5. Because of its special importance, the Sunday celebration gives way only to
solemnities or feasts of the Lord. The Sundays of the seasons of Advent, Lent, and Easter,
however, take precedence over all solemnities and feasts of the Lord. Solemnities occuring
on these Sundays are observed on the Saturdays preceding.
6. By its nature, Sunday excludes any other celebration's being permanently assigned
to that day, with these exceptions:
a. Sunday within the octave of Christmas is the feast of the Holy Family;
b. Sunday following 6 January is the feast of the Baptism of the Lord;
c. Sunday after Pentecost is the solemnity of the Holy Trinity;
d. the last Sunday in Ordinary Time is the solemnity of Christ the King.
7. In those places where the solemnities of Epiphany, Ascension, and Corpus Christi
are not observed as holydays of obligation, they are assigned to a Sunday, which is then
considered their proper day in calendar. Thus:
a. Epiphany, to the Sunday falling between 2 January and 8 January;
b. Ascension, to the Seventh Sunday of Easter;
c. the solemnity of Corpus Christi, to the Sunday after Trinity Sunday.
III. Solemnities, Feasts, and Memorials
8. As it celebrates the mystery of Christ in yearly cycle, the Church also venerates
with a particular love Mary, the Mother of God, and sets before the devotion of the
faithful the memory of the martyrs and other saints. 

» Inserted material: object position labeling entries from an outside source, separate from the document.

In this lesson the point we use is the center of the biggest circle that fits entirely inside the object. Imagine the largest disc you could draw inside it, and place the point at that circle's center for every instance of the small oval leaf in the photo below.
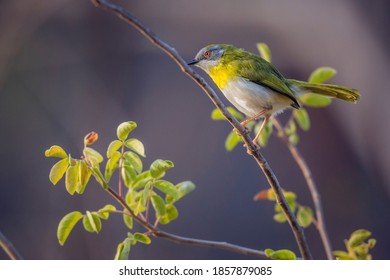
(84, 175)
(167, 188)
(142, 238)
(358, 236)
(66, 225)
(322, 74)
(71, 178)
(158, 205)
(113, 147)
(232, 140)
(136, 146)
(305, 216)
(159, 166)
(58, 170)
(124, 129)
(55, 151)
(264, 51)
(128, 220)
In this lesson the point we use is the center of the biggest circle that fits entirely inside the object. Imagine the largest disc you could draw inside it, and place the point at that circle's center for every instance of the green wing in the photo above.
(260, 71)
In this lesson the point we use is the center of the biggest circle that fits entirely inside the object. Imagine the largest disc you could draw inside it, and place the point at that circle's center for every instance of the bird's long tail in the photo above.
(340, 92)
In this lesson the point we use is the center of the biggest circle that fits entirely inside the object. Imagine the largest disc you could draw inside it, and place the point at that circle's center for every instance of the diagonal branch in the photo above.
(320, 224)
(261, 161)
(8, 248)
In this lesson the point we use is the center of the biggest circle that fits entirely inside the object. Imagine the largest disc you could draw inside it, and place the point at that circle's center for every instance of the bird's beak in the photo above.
(192, 62)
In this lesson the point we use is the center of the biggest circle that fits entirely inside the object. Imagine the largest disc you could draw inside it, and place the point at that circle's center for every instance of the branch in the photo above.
(320, 224)
(8, 248)
(261, 161)
(185, 240)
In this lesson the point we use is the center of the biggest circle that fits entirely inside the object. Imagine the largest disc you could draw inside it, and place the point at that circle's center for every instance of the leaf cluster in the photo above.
(145, 189)
(304, 214)
(357, 246)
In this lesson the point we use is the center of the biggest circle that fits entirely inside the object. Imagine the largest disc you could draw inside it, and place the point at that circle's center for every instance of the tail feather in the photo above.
(340, 92)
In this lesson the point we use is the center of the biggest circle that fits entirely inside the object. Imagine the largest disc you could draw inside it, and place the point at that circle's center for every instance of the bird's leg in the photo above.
(244, 123)
(266, 119)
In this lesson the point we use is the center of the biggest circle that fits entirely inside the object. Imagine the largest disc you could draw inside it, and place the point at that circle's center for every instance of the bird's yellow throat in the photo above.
(223, 74)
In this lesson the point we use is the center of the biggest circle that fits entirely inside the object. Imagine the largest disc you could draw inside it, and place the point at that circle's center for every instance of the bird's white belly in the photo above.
(251, 98)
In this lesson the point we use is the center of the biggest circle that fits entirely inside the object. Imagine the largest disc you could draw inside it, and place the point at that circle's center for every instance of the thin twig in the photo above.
(252, 148)
(8, 248)
(320, 223)
(185, 240)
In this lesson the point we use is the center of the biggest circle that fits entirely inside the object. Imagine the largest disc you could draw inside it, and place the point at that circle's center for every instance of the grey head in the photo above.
(208, 56)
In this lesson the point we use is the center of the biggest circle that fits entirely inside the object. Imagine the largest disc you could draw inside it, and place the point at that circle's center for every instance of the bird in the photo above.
(255, 87)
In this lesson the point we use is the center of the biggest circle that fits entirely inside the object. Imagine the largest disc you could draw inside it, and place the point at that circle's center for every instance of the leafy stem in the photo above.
(252, 148)
(320, 221)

9. The saints of universal significance have celebrations obligatory throughout the entire
Church. Other saints either are listed in the General Calendar for optional celebration or
are left to the veneration of some particular Church, region, or religious family. 
10. According to their importance, celebrations are distinguished from each other and
named as follows: solemnities, feasts, memorials.

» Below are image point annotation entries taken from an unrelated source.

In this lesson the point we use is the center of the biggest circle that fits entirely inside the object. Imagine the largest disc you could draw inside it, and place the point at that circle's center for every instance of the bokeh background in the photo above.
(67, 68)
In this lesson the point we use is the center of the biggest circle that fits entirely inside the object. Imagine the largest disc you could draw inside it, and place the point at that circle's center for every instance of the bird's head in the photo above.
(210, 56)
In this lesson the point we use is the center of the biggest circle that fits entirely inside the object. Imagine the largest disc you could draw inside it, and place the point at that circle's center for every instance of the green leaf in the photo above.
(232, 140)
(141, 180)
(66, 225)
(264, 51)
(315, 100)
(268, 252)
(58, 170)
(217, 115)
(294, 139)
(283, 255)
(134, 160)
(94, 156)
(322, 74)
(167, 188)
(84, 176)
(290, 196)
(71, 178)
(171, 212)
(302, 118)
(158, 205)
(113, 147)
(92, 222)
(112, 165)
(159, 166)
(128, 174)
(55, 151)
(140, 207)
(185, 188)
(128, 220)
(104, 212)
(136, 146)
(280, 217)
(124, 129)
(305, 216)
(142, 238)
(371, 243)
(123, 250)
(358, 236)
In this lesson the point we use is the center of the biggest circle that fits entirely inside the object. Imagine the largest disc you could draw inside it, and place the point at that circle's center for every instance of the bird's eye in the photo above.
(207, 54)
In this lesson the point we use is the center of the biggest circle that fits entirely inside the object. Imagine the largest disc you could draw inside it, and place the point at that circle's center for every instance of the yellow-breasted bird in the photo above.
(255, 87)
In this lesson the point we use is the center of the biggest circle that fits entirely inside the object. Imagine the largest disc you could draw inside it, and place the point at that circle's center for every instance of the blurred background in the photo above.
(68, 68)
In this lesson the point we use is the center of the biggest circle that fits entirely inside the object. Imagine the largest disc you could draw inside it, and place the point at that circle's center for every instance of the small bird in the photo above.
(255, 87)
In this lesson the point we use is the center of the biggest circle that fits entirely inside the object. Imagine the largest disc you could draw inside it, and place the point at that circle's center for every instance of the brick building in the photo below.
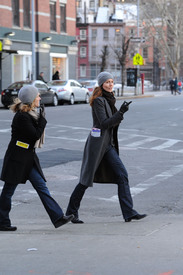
(55, 33)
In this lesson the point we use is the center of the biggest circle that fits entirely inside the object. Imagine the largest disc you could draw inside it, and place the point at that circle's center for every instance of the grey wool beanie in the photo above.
(27, 94)
(103, 77)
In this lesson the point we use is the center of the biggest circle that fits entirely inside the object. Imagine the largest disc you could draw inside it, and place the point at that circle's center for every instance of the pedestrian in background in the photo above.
(56, 76)
(21, 162)
(172, 85)
(101, 162)
(180, 87)
(176, 86)
(40, 77)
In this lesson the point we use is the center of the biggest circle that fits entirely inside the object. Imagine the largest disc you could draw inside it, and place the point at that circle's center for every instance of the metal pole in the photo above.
(33, 75)
(138, 71)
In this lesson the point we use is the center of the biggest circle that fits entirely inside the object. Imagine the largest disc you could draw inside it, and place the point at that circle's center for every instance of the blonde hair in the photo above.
(96, 93)
(19, 106)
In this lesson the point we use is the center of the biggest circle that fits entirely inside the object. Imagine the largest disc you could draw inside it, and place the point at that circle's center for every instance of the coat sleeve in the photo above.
(104, 120)
(27, 128)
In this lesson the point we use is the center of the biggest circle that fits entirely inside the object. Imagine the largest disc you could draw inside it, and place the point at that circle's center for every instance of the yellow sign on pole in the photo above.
(138, 59)
(1, 46)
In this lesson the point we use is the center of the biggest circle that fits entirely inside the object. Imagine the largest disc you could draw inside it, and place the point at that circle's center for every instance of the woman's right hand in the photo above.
(124, 107)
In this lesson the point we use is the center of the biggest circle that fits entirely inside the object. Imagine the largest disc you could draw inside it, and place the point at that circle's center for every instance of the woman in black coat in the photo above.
(101, 162)
(21, 162)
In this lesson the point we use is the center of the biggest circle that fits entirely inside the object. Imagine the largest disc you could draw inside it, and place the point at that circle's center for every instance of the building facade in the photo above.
(55, 34)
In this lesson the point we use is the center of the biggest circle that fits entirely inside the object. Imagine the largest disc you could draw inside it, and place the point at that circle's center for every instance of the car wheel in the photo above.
(55, 100)
(72, 100)
(87, 99)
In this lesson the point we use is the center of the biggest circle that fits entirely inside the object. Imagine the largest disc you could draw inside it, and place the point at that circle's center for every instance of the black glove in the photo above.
(124, 107)
(42, 110)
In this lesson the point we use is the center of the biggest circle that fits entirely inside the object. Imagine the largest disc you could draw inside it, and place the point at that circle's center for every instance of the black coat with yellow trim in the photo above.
(94, 168)
(18, 161)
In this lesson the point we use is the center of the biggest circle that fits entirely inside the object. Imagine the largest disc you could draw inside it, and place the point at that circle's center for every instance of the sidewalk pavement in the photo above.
(103, 245)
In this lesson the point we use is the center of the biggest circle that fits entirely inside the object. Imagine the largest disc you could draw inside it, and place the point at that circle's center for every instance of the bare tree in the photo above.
(165, 20)
(103, 56)
(122, 54)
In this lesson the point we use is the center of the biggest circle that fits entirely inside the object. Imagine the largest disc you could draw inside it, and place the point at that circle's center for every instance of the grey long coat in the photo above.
(94, 168)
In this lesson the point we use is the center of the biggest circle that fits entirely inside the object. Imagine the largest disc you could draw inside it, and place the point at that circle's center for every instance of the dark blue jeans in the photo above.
(121, 179)
(51, 206)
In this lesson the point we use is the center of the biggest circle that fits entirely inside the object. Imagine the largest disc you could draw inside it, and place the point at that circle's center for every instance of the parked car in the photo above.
(90, 84)
(48, 96)
(69, 91)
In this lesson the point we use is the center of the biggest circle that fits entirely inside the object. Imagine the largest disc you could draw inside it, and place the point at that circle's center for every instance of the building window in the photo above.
(132, 32)
(26, 4)
(145, 52)
(79, 4)
(53, 16)
(82, 70)
(15, 10)
(94, 34)
(92, 4)
(105, 34)
(93, 51)
(82, 33)
(117, 32)
(63, 18)
(82, 51)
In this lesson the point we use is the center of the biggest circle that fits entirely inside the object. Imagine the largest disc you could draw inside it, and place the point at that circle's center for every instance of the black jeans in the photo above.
(121, 179)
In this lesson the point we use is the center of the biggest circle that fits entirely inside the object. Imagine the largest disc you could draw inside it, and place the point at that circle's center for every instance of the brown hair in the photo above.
(96, 93)
(19, 106)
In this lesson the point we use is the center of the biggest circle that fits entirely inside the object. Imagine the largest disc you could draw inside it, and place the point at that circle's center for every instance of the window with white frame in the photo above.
(92, 4)
(15, 11)
(82, 33)
(63, 18)
(82, 70)
(106, 34)
(52, 15)
(132, 32)
(26, 5)
(94, 34)
(79, 4)
(93, 52)
(82, 51)
(145, 52)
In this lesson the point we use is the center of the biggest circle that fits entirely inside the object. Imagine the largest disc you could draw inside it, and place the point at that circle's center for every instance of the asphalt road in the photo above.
(151, 147)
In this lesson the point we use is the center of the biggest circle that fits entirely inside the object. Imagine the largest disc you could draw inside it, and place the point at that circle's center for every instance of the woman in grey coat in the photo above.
(101, 162)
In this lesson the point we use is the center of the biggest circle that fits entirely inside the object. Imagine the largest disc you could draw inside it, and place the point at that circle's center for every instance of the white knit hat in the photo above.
(27, 94)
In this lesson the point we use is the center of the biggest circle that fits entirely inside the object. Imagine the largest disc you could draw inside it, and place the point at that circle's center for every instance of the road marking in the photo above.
(140, 142)
(166, 144)
(141, 187)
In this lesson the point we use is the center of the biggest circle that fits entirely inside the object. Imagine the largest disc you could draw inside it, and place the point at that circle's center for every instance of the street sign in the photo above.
(138, 39)
(138, 59)
(131, 77)
(1, 46)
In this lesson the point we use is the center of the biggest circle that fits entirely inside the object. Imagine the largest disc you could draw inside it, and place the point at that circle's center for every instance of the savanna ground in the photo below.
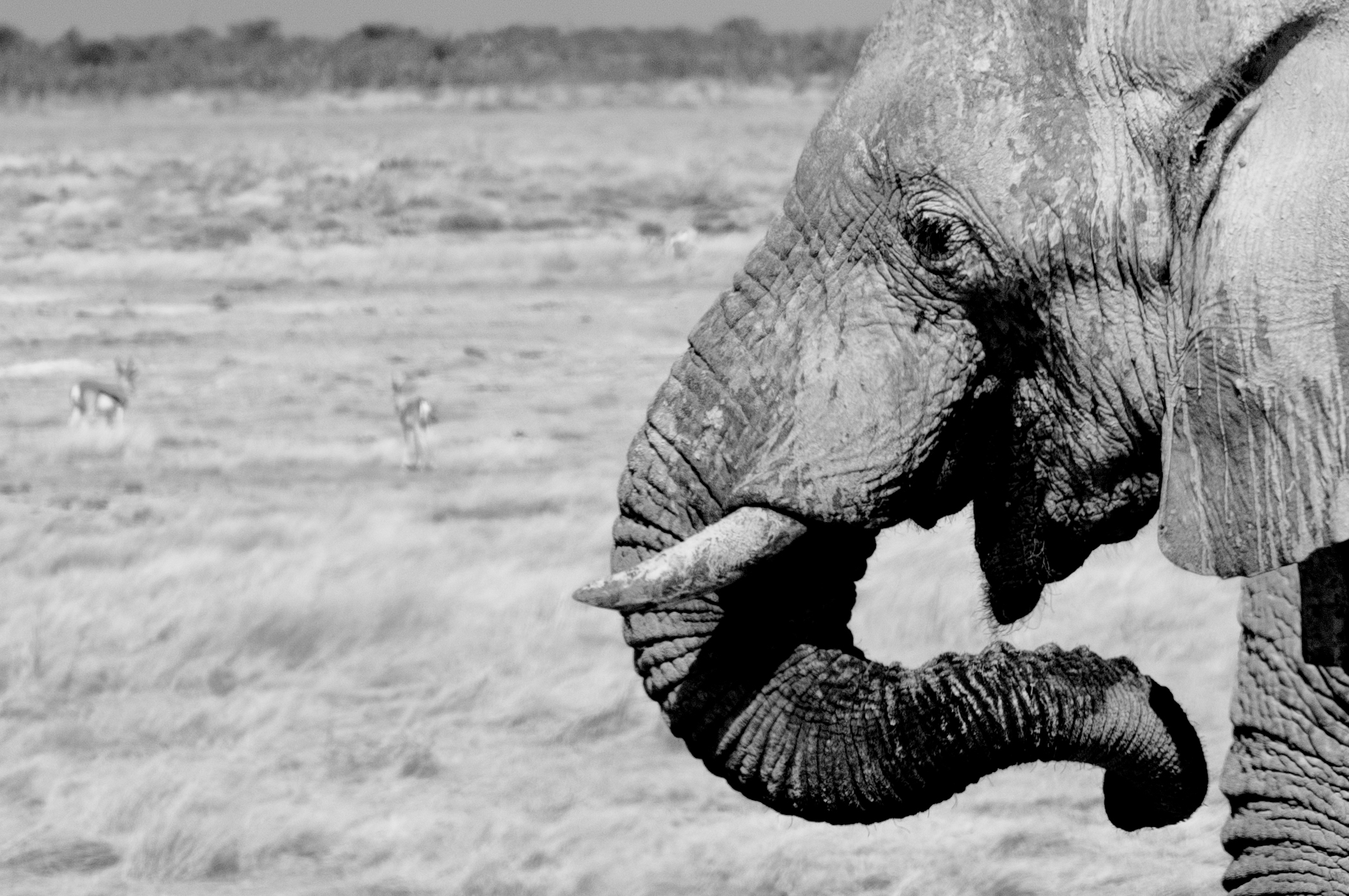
(242, 651)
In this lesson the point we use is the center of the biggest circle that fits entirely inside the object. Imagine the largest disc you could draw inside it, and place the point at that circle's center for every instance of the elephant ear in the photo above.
(1258, 447)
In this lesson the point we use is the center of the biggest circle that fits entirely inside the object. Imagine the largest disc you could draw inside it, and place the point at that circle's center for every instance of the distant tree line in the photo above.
(255, 56)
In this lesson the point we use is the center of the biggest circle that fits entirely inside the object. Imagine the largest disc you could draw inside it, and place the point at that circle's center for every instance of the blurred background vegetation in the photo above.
(255, 56)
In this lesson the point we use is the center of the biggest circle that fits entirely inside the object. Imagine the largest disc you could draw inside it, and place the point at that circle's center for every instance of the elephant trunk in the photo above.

11. Solemnities are counted as the principal days in the calendar and their observance
begins with evening prayer I of the preceding day. Some also have their own vigil Mass
for use when Mass is celebrated in the evening of the preceding day.
The celebration of Easter and Christmas, the two greatest solemnities, continues for
eight days, with each octave governed by its own rules.
13. Feasts are celebrated within the limits of the natural day and accordingly do not
have evening prayer I. Exceptions are feasts of the Lord that fall on a Sunday in Ordinary
Time and in the Christmas season and that replace the Sunday office.
14. Memorials are either obligatory or optional. Their observance is integrated into the
celebration of the occurring weekday in accord with the norms set forth in the General
Instructions of the Roman Missal and the Liturgy of the Hours.
Obligatory memorials occurring on Lenten weekdays may only be celebrated as optional
Should more than one optional memorial fall on the same day, only one may be celebrated;
the others are omitted.
15. On Saturdays in Ordinary Time when there is no obligatory memorial, an optional
memorial of the Blessed Virgin Mary is allowed.
16. The days following Sundays are called weekdays. They are celebrated in different ways
according to the importance each one has.
a. Ash Wednesday and the days of Holy Week, from Monday to Thursday inclusive, have precedence
over all other celebrations.
b. The weekdays of Advent from 17 December to 24 December inclusive and all the weekdays
of Lent have precedence over obligatory memorials.
c. All other weekdays give way to solemnities and feasts and are combined with memorials.